Il Ministero relega la Fondazione Arena all’ultimo posto per qualità degli spettacoli

 
 

Il contributo F.U.S. del MIBACT relativo alle attività del 2018 delle Fondazioni lirico-sinfoniche ha ridotto ulteriormente (-299.632€) la quota totale destinata alla Fondazione Arena.

Due sono le componenti che hanno subito la contrazione per l’erogazione del contributo: il 50%, calcolato con punteggio sul numero di alzate di sipario, che ha segnato un -369.425€ e il 25%, attribuito alla qualità degli spettacoli, con un -213.734€, conseguenza del fatto che il Ministero ha valutato artisticamente la Fondazione Arena all’ultimo posto in Italia con 25 punti di valutazione artistica, superata anche dal Teatro Petruzzelli di Bari che ne ha 33 e ben lungi dal vicino Teatro Comunale di Bologna (45), per non dire dal Teatro La Fenice di Venezia (142).

Prima annata targata Sboarina peggiore dell’ultimo anno di commissariamento, che pur in assenza di Consiglio di Indirizzo e delle risorse economiche apportate dai soci e dagli sponsor poi successivamente intervenuti nel 2018, godeva di un punteggio artistico-qualitativo più alto (30). E prima della fase commissariale, nel 2015, Fondazione Arena aveva ottenuto 49 punti di valutazione artistica, validi per 2.826.176€ (a fronte dei 1.134.037€ attuali) collocandosi al quinto posto in Italia e superando la vicina Venezia di ben 17 punti.

“Abbiamo appreso questi dati con sgomento – fanno sapere le sigle sindacali Slc–Cgil, Uilcom-Uil, Fials-Cisal assieme agli RSU -, ma non con stupore perché da mesi segnaliamo al tavolo sindacale – giungendo poi ad indire anche una conferenza stampa nella primavera scorsa sullo stesso argomento e con gli stessi toni allarmati – che la programmazione artistica di Fondazione Arena, soprattutto per quella invernale al Filarmonico, era ed è tuttora evidentemente deficitaria sia rispetto al numero di alzate di sipario e al numero di titoli sia riguardo i contenuti prettamente artistici, ovvero alle scelte di titoli, direttori, registi e cast.

Abbiamo presagito la riduzione del Fus che ora si è avverata, eppure nessuna soddisfazione ovviamente si può trarre quando una conseguenza del genere ricade sui lavoratori.

Nel 2018 abbiamo assistito, sempre al Filarmonico, ovviamente impotenti, ad annullamenti di interi concerti, a cambiamenti di programma, a cancellazioni di solisti di grande fama e di firme registiche.
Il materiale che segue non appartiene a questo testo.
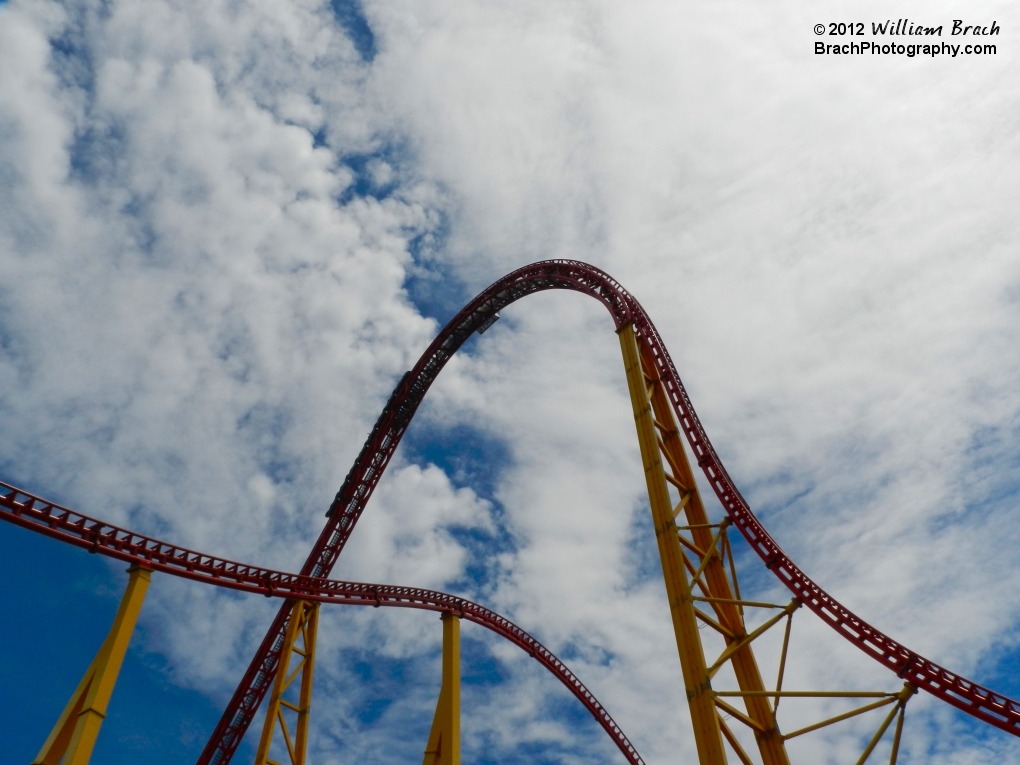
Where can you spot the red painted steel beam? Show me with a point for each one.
(350, 502)
(31, 512)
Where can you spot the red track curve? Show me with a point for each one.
(570, 274)
(29, 511)
(350, 502)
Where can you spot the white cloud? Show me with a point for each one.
(199, 334)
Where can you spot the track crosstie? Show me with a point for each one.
(346, 509)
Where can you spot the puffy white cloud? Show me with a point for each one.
(203, 312)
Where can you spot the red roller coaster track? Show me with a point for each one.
(350, 502)
(29, 511)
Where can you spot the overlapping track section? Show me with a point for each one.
(37, 514)
(577, 276)
(353, 496)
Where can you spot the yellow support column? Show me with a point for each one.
(303, 624)
(73, 736)
(708, 733)
(770, 743)
(444, 738)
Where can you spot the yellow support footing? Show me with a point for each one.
(73, 736)
(302, 626)
(444, 738)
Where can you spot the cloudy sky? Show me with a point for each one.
(227, 227)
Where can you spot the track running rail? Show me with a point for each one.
(26, 510)
(476, 316)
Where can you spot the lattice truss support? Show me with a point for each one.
(444, 738)
(702, 587)
(299, 642)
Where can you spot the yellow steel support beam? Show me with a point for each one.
(666, 464)
(444, 738)
(73, 736)
(303, 625)
(708, 733)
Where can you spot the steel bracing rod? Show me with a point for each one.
(36, 514)
(977, 701)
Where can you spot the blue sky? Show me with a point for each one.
(226, 230)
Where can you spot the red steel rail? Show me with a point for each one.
(29, 511)
(477, 315)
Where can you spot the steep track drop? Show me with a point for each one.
(350, 502)
(26, 510)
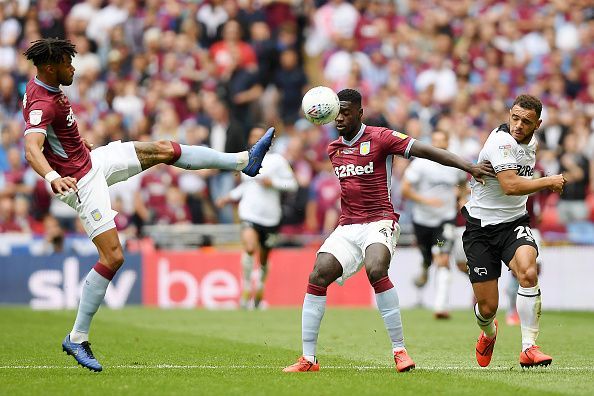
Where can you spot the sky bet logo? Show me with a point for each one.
(353, 170)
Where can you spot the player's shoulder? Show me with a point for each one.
(501, 136)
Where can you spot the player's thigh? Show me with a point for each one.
(326, 270)
(117, 161)
(249, 237)
(342, 245)
(377, 261)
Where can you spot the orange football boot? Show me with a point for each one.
(484, 347)
(403, 361)
(302, 365)
(532, 357)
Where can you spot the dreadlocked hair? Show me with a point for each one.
(49, 50)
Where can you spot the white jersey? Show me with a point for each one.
(434, 180)
(488, 202)
(260, 204)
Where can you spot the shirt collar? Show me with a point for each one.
(357, 136)
(44, 85)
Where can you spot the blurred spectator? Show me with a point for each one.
(574, 166)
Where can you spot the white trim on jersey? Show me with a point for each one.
(36, 130)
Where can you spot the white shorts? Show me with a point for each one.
(348, 243)
(113, 163)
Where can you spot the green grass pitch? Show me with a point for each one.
(150, 351)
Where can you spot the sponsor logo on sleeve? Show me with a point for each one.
(399, 135)
(364, 148)
(35, 117)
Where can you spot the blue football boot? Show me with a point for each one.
(82, 353)
(257, 153)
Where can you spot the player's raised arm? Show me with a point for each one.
(444, 157)
(35, 158)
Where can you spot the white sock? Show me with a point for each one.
(389, 307)
(200, 157)
(91, 298)
(529, 306)
(512, 291)
(247, 264)
(442, 290)
(311, 318)
(486, 324)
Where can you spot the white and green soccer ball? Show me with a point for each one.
(320, 105)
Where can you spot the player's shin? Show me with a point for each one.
(388, 304)
(528, 304)
(486, 324)
(93, 292)
(247, 263)
(314, 306)
(200, 157)
(442, 290)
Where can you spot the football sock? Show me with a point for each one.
(92, 295)
(200, 157)
(314, 306)
(443, 287)
(247, 263)
(512, 291)
(486, 324)
(529, 305)
(388, 304)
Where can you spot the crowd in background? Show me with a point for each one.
(204, 72)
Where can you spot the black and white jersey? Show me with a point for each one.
(488, 202)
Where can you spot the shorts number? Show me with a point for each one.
(524, 231)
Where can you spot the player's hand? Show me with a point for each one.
(557, 183)
(64, 185)
(482, 169)
(88, 144)
(265, 181)
(221, 202)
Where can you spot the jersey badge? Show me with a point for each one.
(364, 148)
(505, 150)
(35, 117)
(399, 135)
(96, 215)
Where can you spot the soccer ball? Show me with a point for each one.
(320, 105)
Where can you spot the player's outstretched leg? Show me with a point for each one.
(314, 306)
(529, 309)
(486, 341)
(388, 304)
(257, 152)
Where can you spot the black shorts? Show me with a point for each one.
(433, 240)
(486, 247)
(267, 236)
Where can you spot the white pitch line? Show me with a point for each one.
(223, 367)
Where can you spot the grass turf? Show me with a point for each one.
(150, 351)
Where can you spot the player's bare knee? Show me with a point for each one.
(376, 273)
(528, 277)
(487, 308)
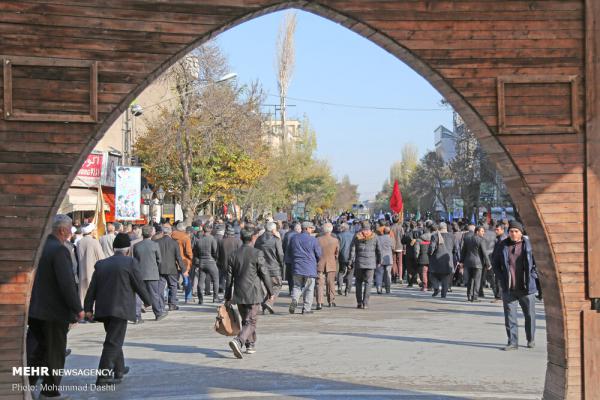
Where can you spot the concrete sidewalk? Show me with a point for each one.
(407, 345)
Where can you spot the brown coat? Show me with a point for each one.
(330, 247)
(185, 248)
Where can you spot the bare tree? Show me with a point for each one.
(285, 61)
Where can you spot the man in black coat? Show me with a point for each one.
(111, 300)
(474, 258)
(245, 271)
(170, 265)
(273, 252)
(54, 304)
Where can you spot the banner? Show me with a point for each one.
(128, 193)
(90, 173)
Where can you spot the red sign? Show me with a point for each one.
(90, 173)
(92, 167)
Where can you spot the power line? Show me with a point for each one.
(361, 107)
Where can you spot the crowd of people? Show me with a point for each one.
(134, 270)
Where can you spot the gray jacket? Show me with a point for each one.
(387, 246)
(148, 255)
(365, 252)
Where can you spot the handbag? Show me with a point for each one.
(227, 322)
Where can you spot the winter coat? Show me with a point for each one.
(365, 252)
(206, 251)
(441, 255)
(89, 251)
(304, 252)
(473, 254)
(246, 275)
(273, 252)
(148, 255)
(422, 249)
(387, 245)
(330, 247)
(345, 244)
(502, 269)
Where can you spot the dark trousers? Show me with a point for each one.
(364, 281)
(412, 271)
(276, 283)
(169, 281)
(440, 280)
(112, 350)
(345, 277)
(383, 277)
(397, 272)
(157, 303)
(211, 272)
(527, 303)
(46, 346)
(289, 276)
(473, 279)
(249, 315)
Ipotizziamo ora che proprio il forte discostamento della programmazione recepita dal Ministero a consuntivo da quella inviata a preventivo, oltretutto nella direzione della cancellazione di attività, costituisca uno dei motivi della attuale penalizzazione del punteggio qualitativo.

Abbiamo segnalato a Fondazione, su mandato degli stessi lavoratori, che le compagini artistiche sono ben lungi dall’essere impiegate in maniera ottimale sotto il profilo quantitativo e che ancora moltissimo si deve fare per implementarne ed ottimizzarne la produttività.

Abbiamo criticato scelte di maggior costo che non apportano punteggio FUS, come ad esempio quella di  utilizzare gruppi autonomi per la stagione per le scuole di Arena Young.

Da ultimo in questi giorni la bassissima affluenza ai concorsi per posti stabili nei complessi artistici non può che essere letta come ulteriore prova del calo di prestigio artistico della Fondazione.

Non si può tacere a questo punto la nostra ancor più forte preoccupazione sul futuro: la programmazione del Teatro Filarmonico attualmente in vendita arriva solamente fino a dicembre 2019, nulla si sa del 2020, non è stato comunicato alcunché agli abbonati, al pubblico, al sindacato. Ci chiediamo quindi cosa è stato inoltrato al Ministero riguardo alla programmazione artistica del 2020, paventando di trovarci ancora fortemente penalizzati dai prossimi riparti Fus per il perdurare di questa modalità di programmazione inaffidabile, sempre soggetta a mutamenti in corsa e a breve respiro. E soprattutto ci chiediamo perché – o meglio con quali inaccettabili giustificazioni – non si possa ora programmare con anticipo, in maniera affidabile e con contenuti artistici di livello.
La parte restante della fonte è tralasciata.